What about a quiche? You can make a crustless one pretty easily, and that’s very low-carb. I should have probably thought of that before; quiche is a breakfast staple for me, when I bother to actually make one. You just make it up and then stick it in the fridge and then eat a slice in the morning, either heated or cold.

It’s funny, the post Johnny LA made. Just a little ribbing. Chill out, brah…

I may have overreacted, but the only humor in it derives from ignorance, and after having to deal with it for years it’s pretty tiresome.

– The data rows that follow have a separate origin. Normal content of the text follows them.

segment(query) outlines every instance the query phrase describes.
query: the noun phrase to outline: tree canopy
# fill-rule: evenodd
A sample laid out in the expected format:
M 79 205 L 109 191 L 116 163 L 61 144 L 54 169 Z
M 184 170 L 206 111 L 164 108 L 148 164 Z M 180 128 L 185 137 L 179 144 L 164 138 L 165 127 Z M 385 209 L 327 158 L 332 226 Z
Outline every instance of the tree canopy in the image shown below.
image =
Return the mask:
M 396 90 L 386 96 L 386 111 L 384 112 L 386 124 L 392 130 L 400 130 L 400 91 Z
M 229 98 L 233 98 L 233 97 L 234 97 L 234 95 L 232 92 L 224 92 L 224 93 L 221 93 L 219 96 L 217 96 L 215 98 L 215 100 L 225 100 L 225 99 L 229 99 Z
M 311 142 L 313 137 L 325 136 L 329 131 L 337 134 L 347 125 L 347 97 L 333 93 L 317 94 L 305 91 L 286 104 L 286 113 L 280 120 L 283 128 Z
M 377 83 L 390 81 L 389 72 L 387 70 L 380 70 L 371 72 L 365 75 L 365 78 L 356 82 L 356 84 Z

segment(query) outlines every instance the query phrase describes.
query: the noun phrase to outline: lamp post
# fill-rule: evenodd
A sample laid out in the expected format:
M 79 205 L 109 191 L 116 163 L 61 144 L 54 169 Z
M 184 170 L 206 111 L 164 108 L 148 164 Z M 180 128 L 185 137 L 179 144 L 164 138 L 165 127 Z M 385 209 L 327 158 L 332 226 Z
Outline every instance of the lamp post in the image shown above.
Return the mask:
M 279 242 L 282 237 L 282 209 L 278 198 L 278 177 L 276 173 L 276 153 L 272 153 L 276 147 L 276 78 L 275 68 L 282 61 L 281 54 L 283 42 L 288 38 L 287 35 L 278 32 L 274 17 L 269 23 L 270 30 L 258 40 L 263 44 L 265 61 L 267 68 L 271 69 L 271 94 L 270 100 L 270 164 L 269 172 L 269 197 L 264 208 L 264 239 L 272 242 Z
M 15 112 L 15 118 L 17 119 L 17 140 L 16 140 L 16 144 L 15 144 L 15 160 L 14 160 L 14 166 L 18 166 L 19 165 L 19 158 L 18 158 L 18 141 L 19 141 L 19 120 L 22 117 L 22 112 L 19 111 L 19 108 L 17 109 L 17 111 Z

Have you ever made custard? It’s pretty good, even for those who don’t like eggs. It’s basically just, sugar, eggs, milk and vanilla. You can even make it in a rice cooker, though you have to get the timing just right in one of those

Yeah, a quiche is a good way to go. It has a much denser texture than fluffy scrambled eggs too. I’m wondering if you’re having some kind of a flavor reaction that may have something to do with how “wet” or “dry” your scrambled eggs are. i wonder if that textural difference can impact flavor perception (or if in fact the flavor of the eggs is actually altered slightly by how long they are cooked).

I second crustless quiche or a frittata. Once you add all the goodies, you can barely tell there are eggs in it. Italian egg drop soup is a good way to disguise eggs, too, if you’re into that kind of thing. In that, the eggs just don’t seem very eggy to me.